While generally self-centered in the extreme, most addicts aren't of the level of accomplishment of a Tiger Woods. Dr. Drew writes about this issue of narcissism in celebrities, "What we are talking about here are narcissistic traits. My research has demonstrated very clearly that celebrity and its trappings do not cause these defects so much as give them a fertile environment in which to flourish, unchecked by the usual constraints experienced by the rest of us." It makes sense that any addict with world fame and unlimited money would develop an addiction to sex. But if you add the personality mix necessary to become one of the world's greatest athletes, it seems impossible not to develop some kind of addiction as part of that set of traits.
Yet unlike individuals with narcissistic disorders, addicts with narcissistic traits can recover. Dr. Drew states, "Now addicts routinely present with this spectrum of, as the recovery community refers to them, defects of character. Yet when the addiction is thoroughly treated, the narcissism diminishes tremendously." (Dr. Drew, NYT. Feb 25th, 2010)
Bloggers say the darndest things...
• "What a precious waste of time." (Rhoden, New York Times, Feb 20th)
• "I do not believe for one nano second Tiger is a sex addict." (Comments from the New York Times Feb 25th)
• "There is no hope for Tiger in rehab, therapy, personal atonement, Buddhism, or anything else he might try if he has an addiction." (Paul Dean Pastor, Counselor, http://www.crosswalk.com/blogs/dean/11626625/)
Waste of time...
On the contrary, the issue of addiction is anything but a waste of time. Chances are that you have an addict in your family that will die from the disease, whatever form it may take. Addicts affect a minimum of 10 people in their lives. It's therefore very unlikely that you are unaffected by addiction. Many millions die each year. Perhaps the discussion in mainstream media will save a life. Who would be against that.
Someone is an addict if they and their treatment providers have made that admission and diagnosis. To tell someone that you don't believe they're an addict makes about as much sense as telling your mother you don't believe she has breast cancer. My mother had a mastectomy, as did my sister. I wouldn't have considered telling them that they were wrong for either having the disease or seeking treatment. Note: having a disease isn't an excuse for bad behavior. But as I said above, the behavior is a separate issue from the quality of the individual.
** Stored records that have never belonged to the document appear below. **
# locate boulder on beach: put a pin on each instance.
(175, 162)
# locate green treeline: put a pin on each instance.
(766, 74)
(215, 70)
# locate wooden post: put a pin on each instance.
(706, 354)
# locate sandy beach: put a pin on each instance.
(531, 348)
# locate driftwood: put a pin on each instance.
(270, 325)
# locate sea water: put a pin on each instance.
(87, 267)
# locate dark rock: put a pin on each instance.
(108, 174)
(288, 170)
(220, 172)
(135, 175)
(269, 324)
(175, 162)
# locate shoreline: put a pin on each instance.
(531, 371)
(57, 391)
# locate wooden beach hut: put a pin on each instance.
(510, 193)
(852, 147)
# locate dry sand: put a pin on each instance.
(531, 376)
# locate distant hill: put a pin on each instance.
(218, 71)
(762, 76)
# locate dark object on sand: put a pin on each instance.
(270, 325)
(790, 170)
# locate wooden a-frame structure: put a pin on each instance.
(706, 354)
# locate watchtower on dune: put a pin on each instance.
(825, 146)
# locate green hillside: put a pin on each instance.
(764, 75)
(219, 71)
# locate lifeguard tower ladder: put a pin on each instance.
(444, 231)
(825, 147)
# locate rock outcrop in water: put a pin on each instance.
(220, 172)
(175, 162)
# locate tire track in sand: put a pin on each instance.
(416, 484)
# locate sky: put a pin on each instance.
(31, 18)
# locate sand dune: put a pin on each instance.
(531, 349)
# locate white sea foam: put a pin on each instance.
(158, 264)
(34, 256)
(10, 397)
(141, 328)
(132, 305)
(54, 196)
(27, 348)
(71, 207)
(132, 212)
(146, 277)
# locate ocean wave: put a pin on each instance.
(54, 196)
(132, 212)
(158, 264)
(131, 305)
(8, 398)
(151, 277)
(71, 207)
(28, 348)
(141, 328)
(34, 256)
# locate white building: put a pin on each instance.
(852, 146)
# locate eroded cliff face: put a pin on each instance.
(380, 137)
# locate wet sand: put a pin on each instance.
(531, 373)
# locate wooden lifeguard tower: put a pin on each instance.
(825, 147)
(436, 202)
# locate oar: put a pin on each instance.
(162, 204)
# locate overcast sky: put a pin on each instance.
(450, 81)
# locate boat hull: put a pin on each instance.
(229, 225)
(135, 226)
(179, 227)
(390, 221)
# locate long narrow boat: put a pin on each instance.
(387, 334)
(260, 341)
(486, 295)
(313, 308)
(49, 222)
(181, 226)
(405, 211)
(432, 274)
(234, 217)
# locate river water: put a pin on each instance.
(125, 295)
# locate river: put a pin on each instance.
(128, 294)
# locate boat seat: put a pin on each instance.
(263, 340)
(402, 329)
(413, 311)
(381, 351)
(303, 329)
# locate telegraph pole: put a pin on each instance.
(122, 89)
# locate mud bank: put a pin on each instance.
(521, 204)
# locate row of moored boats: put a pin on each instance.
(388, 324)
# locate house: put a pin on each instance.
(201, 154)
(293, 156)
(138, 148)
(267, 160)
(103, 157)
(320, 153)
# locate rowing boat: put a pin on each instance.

Last and best, it's amazing that fools can be called pastors and counselors and bloggers and even analysts and still say entirely, utterly stupid things. In fact, I'm literally dumbfounded by the lameness of this one. Sir, your comments make it hard for me to be compassionate. Thank you for the opportunity to deepen my practice. That said, if there was any truth to the good Pastor's statement, you'd be reading something else because I'd probably be dead. There is indeed hope for the "seemingly hopeless" condition of addiction. I'm living proof.